Scheduled batch jobs
Latest version of Staex supports running application using a specified schedule.
Schedule is either a list of date and time pairs at which you want to run your application or
a list of date and time intervals with specified periods that are used to calculate the actual date and time at which your application runs.
We also added staexctl schedule
command to simplify scheduling applications from the command line.

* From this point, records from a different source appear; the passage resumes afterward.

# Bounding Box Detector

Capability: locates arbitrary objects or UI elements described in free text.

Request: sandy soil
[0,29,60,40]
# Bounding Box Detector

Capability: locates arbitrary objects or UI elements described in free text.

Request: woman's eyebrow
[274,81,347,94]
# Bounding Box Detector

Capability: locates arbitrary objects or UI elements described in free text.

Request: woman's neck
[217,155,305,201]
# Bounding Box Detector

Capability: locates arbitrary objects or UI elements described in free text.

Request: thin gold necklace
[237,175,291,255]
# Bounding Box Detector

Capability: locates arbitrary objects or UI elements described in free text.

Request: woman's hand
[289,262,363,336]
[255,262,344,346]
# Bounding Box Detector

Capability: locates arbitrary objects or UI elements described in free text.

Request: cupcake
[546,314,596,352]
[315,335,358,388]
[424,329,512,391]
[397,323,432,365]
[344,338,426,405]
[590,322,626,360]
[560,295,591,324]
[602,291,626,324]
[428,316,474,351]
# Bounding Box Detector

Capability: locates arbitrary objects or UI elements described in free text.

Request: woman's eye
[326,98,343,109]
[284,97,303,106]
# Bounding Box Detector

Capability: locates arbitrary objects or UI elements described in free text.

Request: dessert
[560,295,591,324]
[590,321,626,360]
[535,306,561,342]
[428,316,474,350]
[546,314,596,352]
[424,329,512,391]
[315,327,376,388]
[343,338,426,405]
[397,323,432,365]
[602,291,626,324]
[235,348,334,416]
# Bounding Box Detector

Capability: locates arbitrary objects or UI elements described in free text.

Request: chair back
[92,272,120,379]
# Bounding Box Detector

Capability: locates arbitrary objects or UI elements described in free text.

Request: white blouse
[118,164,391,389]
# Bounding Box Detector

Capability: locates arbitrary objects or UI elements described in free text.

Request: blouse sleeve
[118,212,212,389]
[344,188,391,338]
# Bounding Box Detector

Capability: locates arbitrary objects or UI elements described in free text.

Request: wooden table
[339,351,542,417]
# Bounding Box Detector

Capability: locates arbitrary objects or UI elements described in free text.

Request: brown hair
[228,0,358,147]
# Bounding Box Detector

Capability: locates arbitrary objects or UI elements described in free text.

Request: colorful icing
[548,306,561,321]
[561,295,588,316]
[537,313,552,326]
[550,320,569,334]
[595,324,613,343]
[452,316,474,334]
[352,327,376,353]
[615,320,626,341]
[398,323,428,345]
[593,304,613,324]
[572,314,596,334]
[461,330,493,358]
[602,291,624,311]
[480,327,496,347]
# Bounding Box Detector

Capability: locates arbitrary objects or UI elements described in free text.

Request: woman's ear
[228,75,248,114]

This is best described by the examples.
# run the application defined in app.yaml on January 1, 2023
staexctl schedule --from 2023-01-01 app.yaml
# run the application defined in app.yaml hourly from January 1, 2023 until January 1, 2024
staexctl schedule --from 2023-01-01 --to 2024-01-01 --every 1h app.yaml
# run the application defined in app.yaml hourly from January 1, 2023 forever
staexctl schedule --from 2023-01-01 --every 1h app.yaml
# run the application defined in app.yaml hourly from January 1, 03:00:00, 2023 forever
staexctl schedule --from 2023-01-01T03:00:00 --every 1h app.yaml
# run the application defined in app.yaml hourly starting from now and forever
staexctl schedule --every 1h app.yaml
You can also specify the same schedule in application YAML file and use staexctl start app.yaml
to run applications.
name: backup
config: !os_exec
command: /bin/cp
args: [-r, /var/lib/mydb, /var/backups]
schedule:
- every: 1h
For the period you can use human-readable suffixes: ms
--- milliseconds, s
--- seconds, m
--- minutes, h
--- hours, d
--- days, w
--- weeks.
Periodic batch jobs are useful to backup the data, rotate logs, cleanup temporary directories, software updates, data staging and much more. Our PostgreSQL how-to guide includes a section about backups.